Le temps était brumeux et froid, presque ténébreux.

Cette obscurité nous cachait et nous aidait. Le brouillard était pour nous.

Comme nous touchions au coin de la rue de la Vrillière, un groupe à cheval passa.

C’étaient quelques officiers, précédés d’un homme qui semblait militaire, mais qui n’était pas en uniforme. Il portait un caban à capuchon.

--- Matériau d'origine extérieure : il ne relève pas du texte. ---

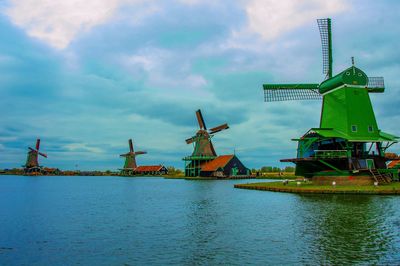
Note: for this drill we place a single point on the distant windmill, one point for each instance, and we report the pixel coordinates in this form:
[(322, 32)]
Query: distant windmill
[(32, 163), (203, 148), (130, 160)]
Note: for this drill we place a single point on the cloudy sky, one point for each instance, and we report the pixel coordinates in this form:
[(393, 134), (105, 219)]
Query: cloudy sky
[(87, 75)]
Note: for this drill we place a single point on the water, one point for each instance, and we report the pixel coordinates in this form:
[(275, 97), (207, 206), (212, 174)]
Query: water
[(54, 220)]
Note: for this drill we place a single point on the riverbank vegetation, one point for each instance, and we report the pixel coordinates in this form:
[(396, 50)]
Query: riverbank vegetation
[(309, 187)]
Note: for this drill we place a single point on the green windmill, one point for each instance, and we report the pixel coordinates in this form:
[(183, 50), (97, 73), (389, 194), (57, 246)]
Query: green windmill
[(348, 146)]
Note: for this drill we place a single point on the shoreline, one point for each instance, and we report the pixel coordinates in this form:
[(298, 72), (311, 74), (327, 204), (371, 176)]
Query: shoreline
[(309, 188)]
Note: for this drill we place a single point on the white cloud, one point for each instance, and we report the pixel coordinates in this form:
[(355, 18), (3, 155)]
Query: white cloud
[(59, 22), (270, 18), (82, 147)]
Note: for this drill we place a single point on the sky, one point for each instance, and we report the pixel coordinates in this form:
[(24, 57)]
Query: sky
[(87, 75)]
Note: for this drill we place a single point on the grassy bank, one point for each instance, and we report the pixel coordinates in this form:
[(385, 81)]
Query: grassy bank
[(277, 175), (293, 187)]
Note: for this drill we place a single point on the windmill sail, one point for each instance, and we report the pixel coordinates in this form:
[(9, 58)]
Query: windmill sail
[(324, 26), (290, 92)]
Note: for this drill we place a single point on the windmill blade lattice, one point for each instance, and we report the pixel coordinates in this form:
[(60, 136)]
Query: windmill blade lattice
[(291, 92), (324, 26)]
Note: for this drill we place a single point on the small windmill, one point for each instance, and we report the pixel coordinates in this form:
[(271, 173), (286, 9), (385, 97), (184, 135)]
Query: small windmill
[(347, 122), (130, 160), (203, 148), (32, 163)]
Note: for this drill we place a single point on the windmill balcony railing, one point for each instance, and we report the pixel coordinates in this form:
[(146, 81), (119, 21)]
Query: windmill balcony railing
[(331, 154)]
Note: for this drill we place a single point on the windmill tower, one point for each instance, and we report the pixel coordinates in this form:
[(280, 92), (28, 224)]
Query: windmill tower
[(32, 164), (203, 148), (130, 160), (348, 141)]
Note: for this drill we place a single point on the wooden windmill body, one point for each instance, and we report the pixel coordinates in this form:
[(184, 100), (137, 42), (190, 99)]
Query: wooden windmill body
[(203, 147), (32, 166), (130, 160)]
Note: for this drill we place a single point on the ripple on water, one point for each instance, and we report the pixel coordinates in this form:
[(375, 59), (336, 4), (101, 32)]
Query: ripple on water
[(113, 220)]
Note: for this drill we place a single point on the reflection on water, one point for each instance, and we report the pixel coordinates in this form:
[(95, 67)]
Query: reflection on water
[(140, 221), (349, 228)]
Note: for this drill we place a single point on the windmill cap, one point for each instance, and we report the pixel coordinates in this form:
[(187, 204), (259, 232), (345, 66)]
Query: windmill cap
[(352, 76)]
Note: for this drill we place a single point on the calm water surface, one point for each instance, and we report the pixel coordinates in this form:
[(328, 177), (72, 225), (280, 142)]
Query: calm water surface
[(142, 221)]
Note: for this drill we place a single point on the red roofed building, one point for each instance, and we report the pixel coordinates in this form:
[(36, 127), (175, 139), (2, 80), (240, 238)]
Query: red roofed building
[(151, 170), (394, 164), (224, 166)]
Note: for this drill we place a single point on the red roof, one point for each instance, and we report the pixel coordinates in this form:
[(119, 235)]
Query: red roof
[(218, 162), (393, 163), (149, 168)]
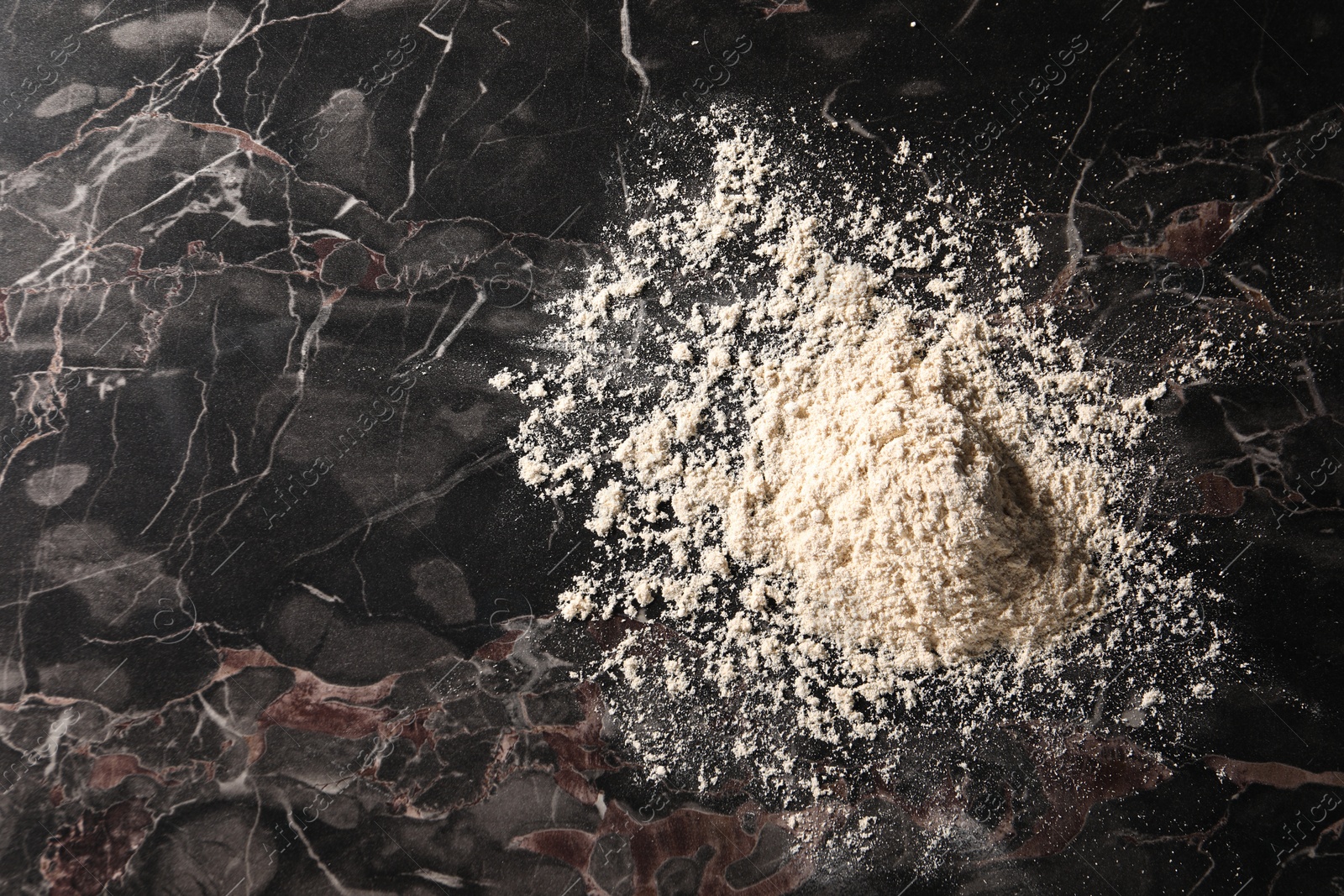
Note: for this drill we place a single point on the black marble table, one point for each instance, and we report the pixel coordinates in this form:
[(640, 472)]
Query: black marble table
[(276, 610)]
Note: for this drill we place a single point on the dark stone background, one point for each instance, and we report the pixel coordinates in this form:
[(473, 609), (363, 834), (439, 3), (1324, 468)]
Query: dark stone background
[(272, 589)]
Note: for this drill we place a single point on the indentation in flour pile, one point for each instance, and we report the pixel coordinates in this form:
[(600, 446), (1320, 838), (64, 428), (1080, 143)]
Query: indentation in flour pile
[(900, 488), (819, 441)]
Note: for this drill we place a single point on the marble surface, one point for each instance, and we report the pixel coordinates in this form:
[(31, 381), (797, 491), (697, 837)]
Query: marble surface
[(275, 611)]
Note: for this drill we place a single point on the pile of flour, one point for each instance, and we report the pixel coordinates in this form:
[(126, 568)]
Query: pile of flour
[(823, 443)]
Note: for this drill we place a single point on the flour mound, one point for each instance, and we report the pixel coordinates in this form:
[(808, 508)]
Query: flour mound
[(902, 490), (843, 481)]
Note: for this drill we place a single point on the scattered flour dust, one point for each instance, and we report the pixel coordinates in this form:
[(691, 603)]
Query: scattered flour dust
[(827, 454)]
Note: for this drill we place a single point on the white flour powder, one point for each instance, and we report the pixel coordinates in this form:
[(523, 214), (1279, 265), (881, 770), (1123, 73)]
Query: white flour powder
[(823, 443)]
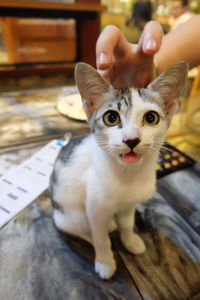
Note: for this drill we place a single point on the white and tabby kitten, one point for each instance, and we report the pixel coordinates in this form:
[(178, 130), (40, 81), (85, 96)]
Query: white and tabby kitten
[(98, 179)]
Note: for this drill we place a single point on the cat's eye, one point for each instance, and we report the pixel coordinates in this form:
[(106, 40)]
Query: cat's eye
[(151, 118), (111, 118)]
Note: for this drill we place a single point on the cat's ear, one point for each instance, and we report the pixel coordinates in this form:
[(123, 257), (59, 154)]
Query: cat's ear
[(92, 87), (169, 86)]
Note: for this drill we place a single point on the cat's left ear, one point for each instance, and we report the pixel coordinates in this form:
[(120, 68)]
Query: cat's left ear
[(92, 87), (169, 86)]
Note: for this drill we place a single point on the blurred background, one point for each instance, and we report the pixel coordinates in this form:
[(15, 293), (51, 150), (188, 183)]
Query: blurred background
[(40, 42)]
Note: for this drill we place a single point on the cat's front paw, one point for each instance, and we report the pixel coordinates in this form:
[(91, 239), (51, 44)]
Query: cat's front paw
[(134, 244), (105, 269)]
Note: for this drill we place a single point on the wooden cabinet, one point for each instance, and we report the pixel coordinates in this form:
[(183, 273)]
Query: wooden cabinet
[(38, 40), (86, 15)]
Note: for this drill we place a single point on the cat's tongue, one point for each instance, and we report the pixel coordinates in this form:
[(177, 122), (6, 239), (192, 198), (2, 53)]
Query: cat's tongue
[(129, 157)]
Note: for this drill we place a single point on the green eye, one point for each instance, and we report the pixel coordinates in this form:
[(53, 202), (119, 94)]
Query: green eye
[(151, 118), (111, 118)]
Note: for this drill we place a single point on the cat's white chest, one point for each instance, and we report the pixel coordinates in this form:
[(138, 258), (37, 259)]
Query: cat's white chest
[(107, 185)]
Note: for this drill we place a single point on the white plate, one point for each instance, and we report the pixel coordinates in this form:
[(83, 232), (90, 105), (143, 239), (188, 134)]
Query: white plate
[(71, 106)]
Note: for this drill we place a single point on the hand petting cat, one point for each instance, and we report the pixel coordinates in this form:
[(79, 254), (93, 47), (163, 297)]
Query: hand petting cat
[(131, 65), (124, 64)]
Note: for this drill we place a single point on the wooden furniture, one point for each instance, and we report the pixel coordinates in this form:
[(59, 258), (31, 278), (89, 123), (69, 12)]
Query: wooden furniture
[(39, 40), (38, 262), (87, 16)]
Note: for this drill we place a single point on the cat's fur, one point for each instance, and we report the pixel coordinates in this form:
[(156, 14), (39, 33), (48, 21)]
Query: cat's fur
[(93, 188)]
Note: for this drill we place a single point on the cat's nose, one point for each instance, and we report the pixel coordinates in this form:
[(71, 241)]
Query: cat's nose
[(132, 143)]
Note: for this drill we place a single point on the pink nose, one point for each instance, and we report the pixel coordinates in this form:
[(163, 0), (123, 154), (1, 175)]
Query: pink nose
[(132, 143)]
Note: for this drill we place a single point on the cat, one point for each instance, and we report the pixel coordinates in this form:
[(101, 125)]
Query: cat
[(98, 178)]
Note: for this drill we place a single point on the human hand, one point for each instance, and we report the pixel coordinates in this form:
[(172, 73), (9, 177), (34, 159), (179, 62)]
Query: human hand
[(124, 64)]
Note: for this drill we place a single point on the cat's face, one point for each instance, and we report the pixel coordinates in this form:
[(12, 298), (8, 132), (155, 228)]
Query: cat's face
[(131, 123), (128, 126)]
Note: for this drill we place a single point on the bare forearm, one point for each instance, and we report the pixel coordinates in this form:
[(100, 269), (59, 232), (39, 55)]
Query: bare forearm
[(181, 44)]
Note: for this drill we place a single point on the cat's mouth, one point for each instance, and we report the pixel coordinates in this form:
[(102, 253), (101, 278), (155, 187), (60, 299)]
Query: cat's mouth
[(129, 157)]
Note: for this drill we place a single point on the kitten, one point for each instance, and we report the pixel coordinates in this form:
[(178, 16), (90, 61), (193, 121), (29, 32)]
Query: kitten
[(98, 179)]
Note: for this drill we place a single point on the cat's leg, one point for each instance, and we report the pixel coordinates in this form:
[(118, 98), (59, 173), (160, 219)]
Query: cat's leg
[(99, 218), (130, 240), (74, 223)]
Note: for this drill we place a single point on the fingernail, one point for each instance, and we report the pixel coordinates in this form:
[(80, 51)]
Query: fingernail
[(102, 58), (150, 45)]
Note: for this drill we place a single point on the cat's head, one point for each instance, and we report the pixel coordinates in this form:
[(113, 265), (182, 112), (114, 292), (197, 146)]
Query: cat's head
[(130, 123)]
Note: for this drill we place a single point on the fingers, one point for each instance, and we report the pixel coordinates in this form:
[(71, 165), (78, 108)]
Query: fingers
[(151, 38), (110, 39)]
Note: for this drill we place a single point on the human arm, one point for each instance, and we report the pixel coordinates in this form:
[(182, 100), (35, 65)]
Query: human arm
[(181, 44), (125, 64)]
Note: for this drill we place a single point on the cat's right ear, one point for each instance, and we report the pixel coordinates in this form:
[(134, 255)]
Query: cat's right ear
[(92, 88)]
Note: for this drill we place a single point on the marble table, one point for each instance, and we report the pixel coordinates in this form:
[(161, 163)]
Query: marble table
[(38, 262)]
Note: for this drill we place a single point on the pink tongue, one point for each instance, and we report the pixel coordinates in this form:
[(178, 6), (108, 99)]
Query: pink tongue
[(129, 157)]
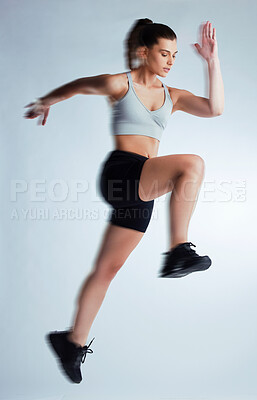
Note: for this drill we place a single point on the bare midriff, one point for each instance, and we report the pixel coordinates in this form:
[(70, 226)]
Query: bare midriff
[(144, 145)]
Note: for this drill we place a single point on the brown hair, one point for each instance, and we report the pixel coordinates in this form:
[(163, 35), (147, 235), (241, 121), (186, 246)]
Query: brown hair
[(145, 32)]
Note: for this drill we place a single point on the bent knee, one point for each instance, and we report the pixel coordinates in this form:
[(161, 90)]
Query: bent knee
[(195, 165), (107, 270)]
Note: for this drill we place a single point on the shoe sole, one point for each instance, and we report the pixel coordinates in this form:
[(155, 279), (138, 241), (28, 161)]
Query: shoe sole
[(55, 348), (184, 272)]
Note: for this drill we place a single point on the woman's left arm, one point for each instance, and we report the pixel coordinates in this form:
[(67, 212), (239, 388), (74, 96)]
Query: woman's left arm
[(201, 106)]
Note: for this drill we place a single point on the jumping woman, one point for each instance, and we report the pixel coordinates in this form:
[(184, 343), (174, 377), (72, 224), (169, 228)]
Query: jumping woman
[(132, 175)]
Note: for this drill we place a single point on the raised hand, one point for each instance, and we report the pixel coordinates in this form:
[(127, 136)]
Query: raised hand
[(37, 109), (209, 49)]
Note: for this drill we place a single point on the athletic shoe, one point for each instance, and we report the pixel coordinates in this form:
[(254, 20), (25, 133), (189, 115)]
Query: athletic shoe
[(182, 260), (70, 355)]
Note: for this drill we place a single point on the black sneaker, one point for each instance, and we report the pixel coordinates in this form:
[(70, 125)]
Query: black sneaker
[(70, 354), (182, 260)]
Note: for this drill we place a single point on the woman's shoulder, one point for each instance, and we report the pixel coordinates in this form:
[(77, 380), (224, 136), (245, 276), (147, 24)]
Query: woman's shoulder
[(118, 86), (174, 94)]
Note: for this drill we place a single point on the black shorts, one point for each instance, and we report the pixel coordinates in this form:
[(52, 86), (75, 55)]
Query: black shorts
[(119, 182)]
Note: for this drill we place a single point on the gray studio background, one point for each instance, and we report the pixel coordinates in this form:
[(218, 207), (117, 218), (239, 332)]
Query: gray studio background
[(155, 339)]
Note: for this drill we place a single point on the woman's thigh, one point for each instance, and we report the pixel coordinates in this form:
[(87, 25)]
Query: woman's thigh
[(117, 244), (159, 174)]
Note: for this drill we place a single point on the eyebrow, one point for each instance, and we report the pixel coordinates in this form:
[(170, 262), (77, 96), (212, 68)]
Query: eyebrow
[(168, 51)]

De Flotte me poussa le coude, et me dit à demi-voix :

  • Connaissez-vous Fialin ? Je répondis :
  • Non.
  • L’avez-vous-vu ?
  • Non.
  • Voulez-vous le voir ?
  • Non.
  • Regardez-le. Je regardai.

Cet homme en effet passait devant nous. C’était lui qui précédait le groupe d’of- ficiers. Il sortait de la Banque. Etait-il venu y faire un nouvel emprunt forcé ? Les gens qui étaient sur les portes le considéraient avec curiosité et sans colère. Toute sa personne était insolente. Il se tournait de temps en temps pour dire un mot à l’un de ceux qui le suivaient. Cette petite cavalerie piaffait dans la brume et dans la boue. Fialin avait l’air arrogant d’un homme qui caracole devant un crime. Il regardait les passants d’une façon altière. Son cheval était très beau, et, pauvre bête, semblait très fier. Fialin souriait. Il avait à la main la cravache que sa figure méritait.

Il passa. Je n’ai vu cet homme que cette fois.

De Flotte et Bancel ne me quittèrent que lorsqu’ils m’eurent vu remonter dans mon fiacre. Mon brave cocher m’attendait rue de la Vrillière. Il me ramena au nu- méro 15 de la rue Richelieu.